O mercado imobiliário já está a sofrer alterações!

  • 12 Set, 2022, 2:57

Já se realizam menos novos créditos e as escolhas estão a voltar-se para a periferia dos grandes centros urbanos.
Publicados os dados pelo banco central, Banco de Portugal (BdP) e Instituto Nacional de Estatística (INE), relativos ao passado mês de julho, mostram que os bancos concederam 1.345 milhões de euros de crédito à habitação, uma redução de 57 milhões de euros do que no mês anterior de junho. Os valores das avaliações dos imóveis para efeitos de concessão de crédito subiu em julho mais 10 euros, ficando em 1417 euros m2, sendo que o número de avaliações reduziu 6%, para 28.635, em comparação com o período homólogo.
Apesar do ligeiro abrandamento no mês de julho, situação de poderá continuar em época de férias, pois apesar das pessoas querem continuar a sair de casa, a casar, a juntarem-se, a ter filhos, a mudar de emprego, a ter mais filhos, a optar pelo divórcio ou separação e vão, pela lei natural da vida, continuar a partir, mesmo que lá fora estejam 40º à sombra.

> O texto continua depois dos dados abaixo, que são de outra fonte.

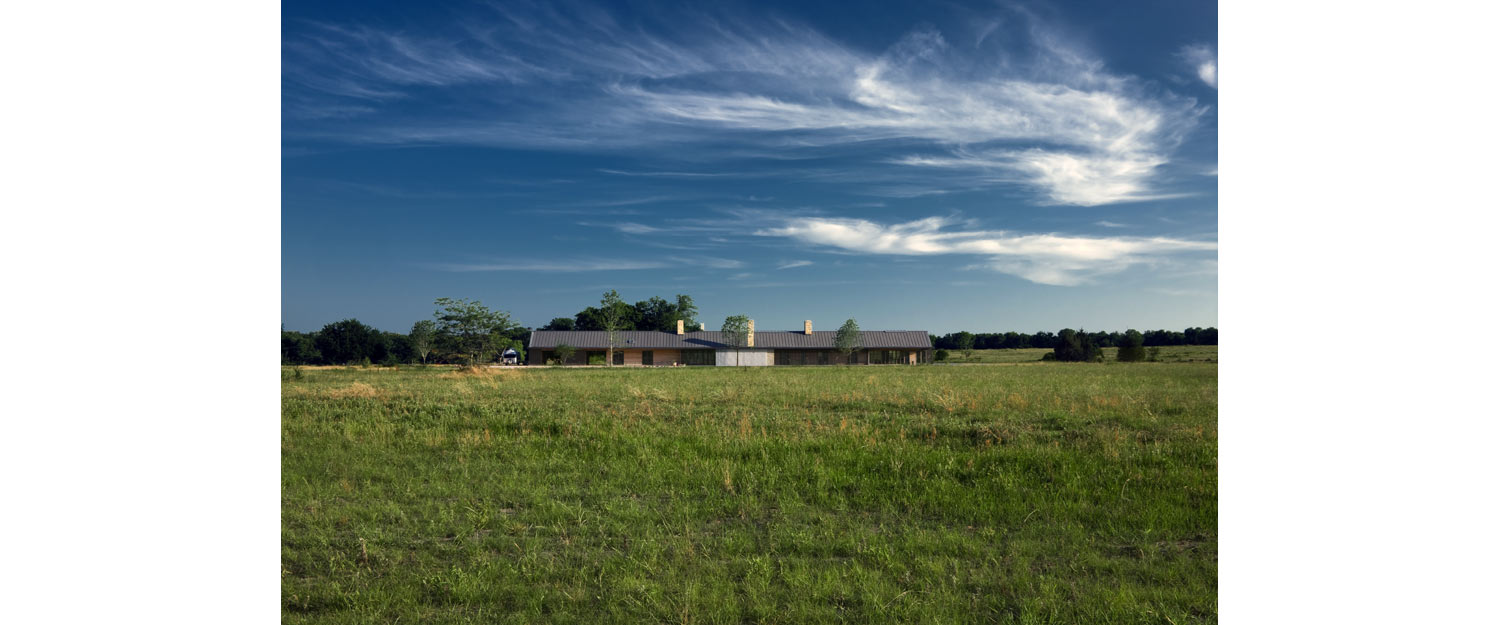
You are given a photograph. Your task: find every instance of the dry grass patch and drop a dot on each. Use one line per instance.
(357, 390)
(480, 373)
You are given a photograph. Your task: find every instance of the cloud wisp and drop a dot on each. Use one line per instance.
(1038, 113)
(551, 267)
(1043, 258)
(1203, 62)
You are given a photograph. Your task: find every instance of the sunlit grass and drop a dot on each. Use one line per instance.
(1041, 493)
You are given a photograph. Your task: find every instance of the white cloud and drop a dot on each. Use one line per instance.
(557, 266)
(710, 261)
(635, 228)
(1203, 62)
(1047, 114)
(1044, 258)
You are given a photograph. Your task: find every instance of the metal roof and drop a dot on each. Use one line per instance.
(764, 339)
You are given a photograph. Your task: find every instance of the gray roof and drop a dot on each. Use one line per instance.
(788, 339)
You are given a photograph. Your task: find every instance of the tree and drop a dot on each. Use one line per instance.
(1133, 346)
(735, 333)
(561, 322)
(563, 352)
(422, 334)
(350, 340)
(965, 343)
(1076, 346)
(470, 324)
(656, 315)
(849, 339)
(611, 318)
(299, 348)
(686, 312)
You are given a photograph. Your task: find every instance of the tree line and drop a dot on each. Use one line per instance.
(464, 331)
(1044, 339)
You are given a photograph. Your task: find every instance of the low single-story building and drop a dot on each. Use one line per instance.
(708, 348)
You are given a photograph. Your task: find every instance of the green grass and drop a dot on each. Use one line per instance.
(792, 495)
(1169, 354)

No inverno e por existir alguma pressão das imobiliárias e mesmo os bancos para o atingir de objetivos, faz com que haja mais disponibilidade para compra e venda causada pela dinamização no despertar de necessidades e criação de oportunidades como por exemplo, campanhas dedicadas.
No entanto, não se descarta a possibilidade de se começar a notar uma falta de capacidade para a aquisição de habitação devido ao aumento do preço dos imóveis, e também receio e incerteza quanto ao aumento da inflação e dos juros.
A taxa de juro média dos novos empréstimos à habitação aumentou em Julho para 1,88%, face a 1,47% em Junho, a maior subida mensal desde 2003 e o valor mais alto desde Agosto de 2016.
Em Julho, mais de metade do montante dos novos empréstimos à habitação utilizou como indexante a Euribor a 12 meses, cujo valor médio subiu de 0,29% em Maio, para 0,85% em Junho.